В то время на Ближнем Востоке было неспокойно. Восстание палестинской интифады охватило новые территории. Мир снова наблюдал за печальной историей бесконечного конфликта — на этот раз воплотившейся в образах юных протестующих, зачастую детей, кидающих камни и стреляющих из рогаток в хорошо вооруженных израильских солдат. Всех потрясла запечатленная камерами смерть двенадцатилетнего мальчика Мухаммеда аль-Дурры, застреленного на улице, где они с отцом прятались за железной бочкой.
В этой накаленной обстановке многие требовали от Арафата, чтобы он призвал палестинских детей уйти с улиц и не участвовать в военных действиях. Но Арафат хранил молчание. Израильские лидеры — и не только они — обвиняли его в том, что он намеренно стремится к увеличению числа жертв и распространению новых страшных сюжетов, которые могли бы побудить мировую общественность оказать давление на Израиль.

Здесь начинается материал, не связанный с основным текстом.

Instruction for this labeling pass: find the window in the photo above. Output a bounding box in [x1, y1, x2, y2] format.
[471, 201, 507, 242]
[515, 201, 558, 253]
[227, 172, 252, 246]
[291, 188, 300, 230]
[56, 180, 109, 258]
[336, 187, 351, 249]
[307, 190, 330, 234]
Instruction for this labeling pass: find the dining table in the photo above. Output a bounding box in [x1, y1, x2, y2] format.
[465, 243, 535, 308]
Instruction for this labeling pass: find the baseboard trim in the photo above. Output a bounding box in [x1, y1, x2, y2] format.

Я хотел спросить Арафата об этих детях. Они были слишком малы для того, чтобы погибать за него на улицах, слишком малы для того, чтобы становиться орудием пропаганды. Я считал, что Арафат должен ответить что-то тем, кто обвинял его в этом.
Почему он молчал?
Почему он не защищал детей своего народа?

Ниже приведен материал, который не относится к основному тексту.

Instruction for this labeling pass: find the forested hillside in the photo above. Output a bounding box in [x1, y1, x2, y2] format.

Как он может ответить на обвинения и критику, звучащие со всех сторон?
Я знал, что обвинения его возмутят. Я уже проработал этот вопрос по телефону, поговорив с людьми, которые больше меня знали об Арафате и Ближнем Востоке в целом. Мне нужно было разобраться, как лучше сформулировать вопросы, чтобы он на них ответил. Специалисты советовали мне: продемонстрируйте уважение к статусу Арафата, сыграйте на его влиянии и самомнении. Пробудите в нем отцовский инстинкт, который должен просыпаться у отца, когда его дети в опасности. Учитывая печальную историю региона, формулируйте вопросы, ориентируясь на будущее, а не на прошлое. Учитывайте, что он верит в судьбу. Все эти советы звучали вполне разумно. И ни один не сработал.

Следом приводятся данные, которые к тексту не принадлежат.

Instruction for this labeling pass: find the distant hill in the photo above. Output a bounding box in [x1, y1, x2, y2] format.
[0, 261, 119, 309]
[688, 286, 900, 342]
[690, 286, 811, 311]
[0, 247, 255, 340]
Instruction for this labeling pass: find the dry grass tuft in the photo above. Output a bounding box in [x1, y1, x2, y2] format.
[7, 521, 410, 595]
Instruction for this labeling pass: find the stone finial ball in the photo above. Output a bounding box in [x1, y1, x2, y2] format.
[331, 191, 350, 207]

Мы сидели перед аудиторией на небольшой сцене, где помещались лишь два зеленых кресла и кофейный столик с двумя стаканами и кувшином воды. На Арафате была его фирменная куфия — пестрая головная повязка, ниспадавшая почти до пояса. В зале теснились люди. По словам
Я начал с нескольких относительно безобидных вопросов о состоявшейся ранее встрече Арафата с президентом Клинтоном, общей ситуации в зоне конфликта и возможном возобновлении переговоров с Израилем. Но прямо перед тем, как дать слово остальным, я перешел к теме детей. Приняв во внимание данные мне советы, я начал с того, что отдал должное Арафату как «бессменному лидеру» палестинского народа. Стремясь продемонстрировать, что признаю его влияние, я упомянул о «многих» в Америке и на Ближнем Востоке, кто верил в его способность изменить положение дел. Я апеллировал к его авторитету, говоря о будущем и о детях. Я сказал, что он мог бы призвать свой народ «отступить…». Не успел я закончить вопрос, как Арафат закричал на меня:
«Мы что, животные?!»
Я продолжал, твердо вознамерившись получить ответ на свой вопрос.
«Дети особенно…»
Он вскочил с кресла, грозя мне пальцем. «Вы хотите, чтобы я обращался со своим народом как с животными?» Мне показалось, что он вот-вот бросится вон из зала.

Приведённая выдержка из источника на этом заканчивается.